Luanna,
I have not forgotten this thread. I have not had a chance to look up the literature in the field of heart rate variability and it has been several years since I did much work on the topic, so some of what I say may be out of date.
Heart rate spectra contain a major component at the average heart rate, 60 - 80 beats per minute or RR intervals of 750 - 1000 ms. The heart rate is modulated (frequency modulation) by breathing and by the autonomic nervous system. So components exist at the breathing frequency and at one or two lower freqeuncies (depending upon which papers you read). Making measurements of low frequency components is difficult because the period of some of the components is as long or longer than the time it takes to measure them or the underlying physiological parameter does not remain stable for that period. (Statistically, the process in non-stationary, making analysis more difficult).

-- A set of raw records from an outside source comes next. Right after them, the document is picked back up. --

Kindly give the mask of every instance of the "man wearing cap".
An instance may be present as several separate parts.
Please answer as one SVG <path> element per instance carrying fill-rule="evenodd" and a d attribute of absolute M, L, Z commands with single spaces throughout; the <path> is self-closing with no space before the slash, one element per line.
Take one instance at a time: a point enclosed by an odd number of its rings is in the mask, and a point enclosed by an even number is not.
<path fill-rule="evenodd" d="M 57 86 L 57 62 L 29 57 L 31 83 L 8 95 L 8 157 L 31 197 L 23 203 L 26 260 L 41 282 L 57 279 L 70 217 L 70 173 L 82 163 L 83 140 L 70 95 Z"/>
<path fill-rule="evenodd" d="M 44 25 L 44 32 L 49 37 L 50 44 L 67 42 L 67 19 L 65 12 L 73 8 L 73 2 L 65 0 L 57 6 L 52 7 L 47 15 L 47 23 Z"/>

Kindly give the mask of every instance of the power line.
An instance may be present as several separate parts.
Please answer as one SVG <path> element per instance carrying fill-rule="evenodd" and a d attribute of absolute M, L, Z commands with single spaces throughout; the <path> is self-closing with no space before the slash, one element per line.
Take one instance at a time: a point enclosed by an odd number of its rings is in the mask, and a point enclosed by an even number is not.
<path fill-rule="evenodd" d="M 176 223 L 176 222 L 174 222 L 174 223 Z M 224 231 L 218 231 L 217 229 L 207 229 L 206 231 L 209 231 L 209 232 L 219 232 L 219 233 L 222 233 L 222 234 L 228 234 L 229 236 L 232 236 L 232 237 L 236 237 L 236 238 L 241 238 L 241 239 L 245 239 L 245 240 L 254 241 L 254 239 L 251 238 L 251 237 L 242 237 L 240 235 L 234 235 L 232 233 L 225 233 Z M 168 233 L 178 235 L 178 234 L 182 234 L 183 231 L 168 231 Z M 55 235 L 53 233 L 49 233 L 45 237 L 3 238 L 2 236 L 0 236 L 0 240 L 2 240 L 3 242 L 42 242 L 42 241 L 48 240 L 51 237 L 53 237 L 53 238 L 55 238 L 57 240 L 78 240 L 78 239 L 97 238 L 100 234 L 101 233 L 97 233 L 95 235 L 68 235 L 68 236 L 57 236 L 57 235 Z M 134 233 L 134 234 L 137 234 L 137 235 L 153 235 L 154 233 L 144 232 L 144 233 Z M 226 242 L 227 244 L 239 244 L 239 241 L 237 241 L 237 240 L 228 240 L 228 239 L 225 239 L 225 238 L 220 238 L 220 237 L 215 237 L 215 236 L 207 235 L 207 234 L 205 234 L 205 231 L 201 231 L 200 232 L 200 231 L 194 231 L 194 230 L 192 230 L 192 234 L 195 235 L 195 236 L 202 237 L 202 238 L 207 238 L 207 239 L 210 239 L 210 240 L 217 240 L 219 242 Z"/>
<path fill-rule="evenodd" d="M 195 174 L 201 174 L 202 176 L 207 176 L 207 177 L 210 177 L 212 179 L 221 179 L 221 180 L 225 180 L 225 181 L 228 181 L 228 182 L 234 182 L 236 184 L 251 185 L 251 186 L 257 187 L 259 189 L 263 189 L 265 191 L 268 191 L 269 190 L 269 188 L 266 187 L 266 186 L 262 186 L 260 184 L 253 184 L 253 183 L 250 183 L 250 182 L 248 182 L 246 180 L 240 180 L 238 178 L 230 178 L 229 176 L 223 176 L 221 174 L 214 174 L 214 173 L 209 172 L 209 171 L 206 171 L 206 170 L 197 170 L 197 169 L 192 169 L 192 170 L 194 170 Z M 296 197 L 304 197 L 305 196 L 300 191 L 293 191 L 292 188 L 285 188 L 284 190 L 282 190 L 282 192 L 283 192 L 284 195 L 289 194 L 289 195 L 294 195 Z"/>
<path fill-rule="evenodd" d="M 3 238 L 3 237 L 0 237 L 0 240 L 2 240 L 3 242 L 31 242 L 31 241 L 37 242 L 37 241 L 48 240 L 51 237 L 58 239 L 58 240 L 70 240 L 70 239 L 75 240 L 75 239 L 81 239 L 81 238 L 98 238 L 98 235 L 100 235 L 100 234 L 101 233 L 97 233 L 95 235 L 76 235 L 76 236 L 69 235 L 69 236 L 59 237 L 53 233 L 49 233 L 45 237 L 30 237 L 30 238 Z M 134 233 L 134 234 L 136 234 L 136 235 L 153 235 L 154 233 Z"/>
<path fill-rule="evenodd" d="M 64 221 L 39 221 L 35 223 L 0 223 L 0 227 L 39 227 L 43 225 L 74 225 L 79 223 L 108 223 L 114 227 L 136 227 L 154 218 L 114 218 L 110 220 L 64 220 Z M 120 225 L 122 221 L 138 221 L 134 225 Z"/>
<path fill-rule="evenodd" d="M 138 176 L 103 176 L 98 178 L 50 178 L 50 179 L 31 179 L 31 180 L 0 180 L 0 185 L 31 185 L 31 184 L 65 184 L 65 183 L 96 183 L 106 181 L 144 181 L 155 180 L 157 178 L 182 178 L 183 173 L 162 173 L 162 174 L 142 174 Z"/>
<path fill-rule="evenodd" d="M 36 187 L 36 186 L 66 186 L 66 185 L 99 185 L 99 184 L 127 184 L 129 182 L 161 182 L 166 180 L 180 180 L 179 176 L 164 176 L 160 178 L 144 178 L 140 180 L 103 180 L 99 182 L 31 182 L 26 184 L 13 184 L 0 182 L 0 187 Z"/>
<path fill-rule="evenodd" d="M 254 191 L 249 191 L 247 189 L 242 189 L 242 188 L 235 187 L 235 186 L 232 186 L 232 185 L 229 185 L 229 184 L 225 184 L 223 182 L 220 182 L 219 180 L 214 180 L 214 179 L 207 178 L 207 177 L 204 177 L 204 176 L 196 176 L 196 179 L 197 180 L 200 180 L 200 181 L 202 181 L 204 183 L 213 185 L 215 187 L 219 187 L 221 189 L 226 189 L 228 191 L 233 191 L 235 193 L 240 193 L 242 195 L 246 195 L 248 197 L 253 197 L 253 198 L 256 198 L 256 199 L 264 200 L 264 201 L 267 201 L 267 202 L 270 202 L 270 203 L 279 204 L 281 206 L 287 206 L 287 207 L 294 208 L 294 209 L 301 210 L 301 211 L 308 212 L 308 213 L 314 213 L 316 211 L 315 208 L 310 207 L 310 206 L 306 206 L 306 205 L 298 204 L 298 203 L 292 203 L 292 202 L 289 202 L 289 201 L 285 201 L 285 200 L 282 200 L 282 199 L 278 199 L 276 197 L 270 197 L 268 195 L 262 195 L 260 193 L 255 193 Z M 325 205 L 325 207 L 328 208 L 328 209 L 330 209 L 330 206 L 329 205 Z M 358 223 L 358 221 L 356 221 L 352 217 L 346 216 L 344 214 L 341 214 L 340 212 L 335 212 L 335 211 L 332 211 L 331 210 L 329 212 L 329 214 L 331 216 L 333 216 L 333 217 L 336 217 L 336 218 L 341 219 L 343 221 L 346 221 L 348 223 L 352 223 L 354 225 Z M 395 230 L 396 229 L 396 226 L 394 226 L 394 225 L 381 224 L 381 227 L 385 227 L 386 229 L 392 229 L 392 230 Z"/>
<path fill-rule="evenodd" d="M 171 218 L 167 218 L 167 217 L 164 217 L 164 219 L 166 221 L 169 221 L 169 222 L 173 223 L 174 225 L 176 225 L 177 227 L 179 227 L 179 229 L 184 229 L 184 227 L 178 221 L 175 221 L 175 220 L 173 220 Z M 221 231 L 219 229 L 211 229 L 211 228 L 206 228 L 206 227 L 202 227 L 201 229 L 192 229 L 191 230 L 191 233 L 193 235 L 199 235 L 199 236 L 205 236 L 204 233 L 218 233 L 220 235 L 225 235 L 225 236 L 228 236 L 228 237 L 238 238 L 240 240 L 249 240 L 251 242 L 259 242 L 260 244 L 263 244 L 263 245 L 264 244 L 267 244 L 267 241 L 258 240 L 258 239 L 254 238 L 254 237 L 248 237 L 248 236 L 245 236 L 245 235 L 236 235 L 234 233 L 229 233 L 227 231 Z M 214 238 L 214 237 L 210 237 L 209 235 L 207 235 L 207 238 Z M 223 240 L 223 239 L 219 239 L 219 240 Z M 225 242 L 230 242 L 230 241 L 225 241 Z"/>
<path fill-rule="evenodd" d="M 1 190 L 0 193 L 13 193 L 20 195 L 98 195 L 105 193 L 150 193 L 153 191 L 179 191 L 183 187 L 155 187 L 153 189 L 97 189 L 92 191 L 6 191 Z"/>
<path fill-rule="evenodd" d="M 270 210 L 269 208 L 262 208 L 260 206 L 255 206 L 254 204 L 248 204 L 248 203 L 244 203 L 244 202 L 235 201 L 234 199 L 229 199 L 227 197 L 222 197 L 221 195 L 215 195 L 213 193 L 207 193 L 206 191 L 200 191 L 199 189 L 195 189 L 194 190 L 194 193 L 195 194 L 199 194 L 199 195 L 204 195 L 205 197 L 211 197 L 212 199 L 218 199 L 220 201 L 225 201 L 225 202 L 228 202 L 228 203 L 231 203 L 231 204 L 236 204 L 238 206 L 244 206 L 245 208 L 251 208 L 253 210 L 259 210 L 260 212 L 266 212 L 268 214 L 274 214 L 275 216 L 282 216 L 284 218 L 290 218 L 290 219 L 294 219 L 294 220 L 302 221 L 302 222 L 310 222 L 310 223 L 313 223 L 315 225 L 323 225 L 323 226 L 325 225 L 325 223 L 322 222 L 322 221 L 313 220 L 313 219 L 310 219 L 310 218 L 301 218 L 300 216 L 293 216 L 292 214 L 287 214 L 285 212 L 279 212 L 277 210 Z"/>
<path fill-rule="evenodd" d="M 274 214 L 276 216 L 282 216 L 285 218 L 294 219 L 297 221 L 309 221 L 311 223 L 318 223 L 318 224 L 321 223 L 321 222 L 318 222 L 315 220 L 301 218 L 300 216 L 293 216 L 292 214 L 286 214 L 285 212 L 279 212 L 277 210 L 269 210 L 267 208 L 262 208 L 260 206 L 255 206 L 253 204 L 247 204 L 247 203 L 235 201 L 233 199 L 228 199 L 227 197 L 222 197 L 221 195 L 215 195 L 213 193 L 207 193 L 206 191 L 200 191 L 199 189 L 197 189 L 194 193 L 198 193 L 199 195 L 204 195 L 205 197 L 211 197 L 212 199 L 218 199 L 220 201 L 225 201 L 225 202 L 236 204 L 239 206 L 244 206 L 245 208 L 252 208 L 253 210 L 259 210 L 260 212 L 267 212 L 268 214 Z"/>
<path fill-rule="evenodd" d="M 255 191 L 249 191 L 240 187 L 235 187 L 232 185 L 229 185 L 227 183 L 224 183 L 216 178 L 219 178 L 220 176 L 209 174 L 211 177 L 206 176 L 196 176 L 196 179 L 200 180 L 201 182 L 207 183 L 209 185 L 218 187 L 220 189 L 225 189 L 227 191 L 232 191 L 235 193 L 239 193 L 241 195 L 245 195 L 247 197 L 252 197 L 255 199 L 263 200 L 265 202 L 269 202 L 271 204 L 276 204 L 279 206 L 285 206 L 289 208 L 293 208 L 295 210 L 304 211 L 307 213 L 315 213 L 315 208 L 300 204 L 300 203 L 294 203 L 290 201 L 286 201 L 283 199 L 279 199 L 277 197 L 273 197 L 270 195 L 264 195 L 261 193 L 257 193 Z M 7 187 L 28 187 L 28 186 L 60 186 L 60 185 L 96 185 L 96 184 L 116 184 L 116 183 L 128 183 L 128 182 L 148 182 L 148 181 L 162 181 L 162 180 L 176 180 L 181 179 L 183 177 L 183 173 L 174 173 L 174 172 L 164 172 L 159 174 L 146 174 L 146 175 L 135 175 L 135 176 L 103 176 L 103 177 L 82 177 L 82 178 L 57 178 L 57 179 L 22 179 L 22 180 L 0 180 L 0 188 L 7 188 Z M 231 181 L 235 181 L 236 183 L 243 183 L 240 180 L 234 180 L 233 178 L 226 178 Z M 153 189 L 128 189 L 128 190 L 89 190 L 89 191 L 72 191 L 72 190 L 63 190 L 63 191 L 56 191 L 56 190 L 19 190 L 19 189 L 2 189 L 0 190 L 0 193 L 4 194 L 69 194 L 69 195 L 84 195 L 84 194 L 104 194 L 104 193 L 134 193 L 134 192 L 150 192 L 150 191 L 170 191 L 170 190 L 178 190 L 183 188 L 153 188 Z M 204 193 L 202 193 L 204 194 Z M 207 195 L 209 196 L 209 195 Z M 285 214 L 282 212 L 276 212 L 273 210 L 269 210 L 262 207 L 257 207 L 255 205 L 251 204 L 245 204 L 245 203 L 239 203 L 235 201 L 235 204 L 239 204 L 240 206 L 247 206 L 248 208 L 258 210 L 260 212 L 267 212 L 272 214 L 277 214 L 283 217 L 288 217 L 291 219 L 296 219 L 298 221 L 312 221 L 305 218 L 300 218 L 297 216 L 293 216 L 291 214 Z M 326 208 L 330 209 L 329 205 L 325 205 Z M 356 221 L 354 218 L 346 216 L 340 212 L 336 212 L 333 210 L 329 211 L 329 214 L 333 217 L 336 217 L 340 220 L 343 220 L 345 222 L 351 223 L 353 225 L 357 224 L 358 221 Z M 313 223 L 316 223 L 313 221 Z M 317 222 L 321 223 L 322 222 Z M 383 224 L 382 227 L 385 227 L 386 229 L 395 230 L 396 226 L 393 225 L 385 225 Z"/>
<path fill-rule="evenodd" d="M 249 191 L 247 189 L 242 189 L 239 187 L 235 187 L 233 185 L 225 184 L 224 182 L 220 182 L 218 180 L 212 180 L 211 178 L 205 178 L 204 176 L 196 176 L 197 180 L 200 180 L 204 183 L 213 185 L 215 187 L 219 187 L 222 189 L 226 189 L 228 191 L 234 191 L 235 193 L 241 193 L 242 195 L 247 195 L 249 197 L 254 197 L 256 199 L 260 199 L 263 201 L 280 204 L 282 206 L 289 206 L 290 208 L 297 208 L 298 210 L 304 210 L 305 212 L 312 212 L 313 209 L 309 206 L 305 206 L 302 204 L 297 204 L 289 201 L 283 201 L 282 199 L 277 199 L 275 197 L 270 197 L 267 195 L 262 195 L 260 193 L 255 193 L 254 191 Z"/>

One of the issues in spectral analysis of heart rate is "getting your head around" the units. Typical spectral analysis does a Fourier transform of voltage versus time data to obtain voltage versus frequency. In heart rate analysis the data in RR intervals is time versus time which gets transformed to time versus frequency. In addition, as I mentioned previously, the RR intervals are non-uniformly sampled data which cannot be directly transformed by an FFT with meaningful results. I have started to think about the magnitude of the heart rate data in terms of arbitrary "RR units" which of course are actually seconds or milliseconds. By thinking of the data in terms of "RRunits" vs. time, then the spectrum is "RRunits" vs. frequency.
Getting uniformly sampled data for the FFT can be a simple resampling process. Suppose you have a RR interval of 1 second normally and it increases to 1.2 seconds during inspiration. Then for one breath cycle the data would looks like: (sample time,RR unit) (1,1),(2,1),(3,1),(4,1),(5.2,1.2),(6.4,1.2),(7.4,1),...
Resampling at 0.2 second intervals would produce this uniformly sampled representation of the same data: (1.0,1),(1.2,1),(1.4,1),(1.6,1),(1.8,1),(2.0,1),(2.2,1),(2.4,1),(2.6,1),(2.8,1),(3.0,1),(3.2,1),(3.4,1),(3.6,1),(3.8,1),(4.0,1),(4.2,1),(4.4,1),(4.6,1),(4.8,1),(5.0,1),(5.2,1.2),(5.4,1.2),(5.6,1.2),(5.8,1.2),(6.0,1.2),(6.2,1.2),(6.4,1.2),(6.6,1.2),(6.8,1.2),(7.0,1.2),(7.2,1.2),(7.4,1),(7.6,1),(7.8,1),.... Of course various types of interpolation can also be applied.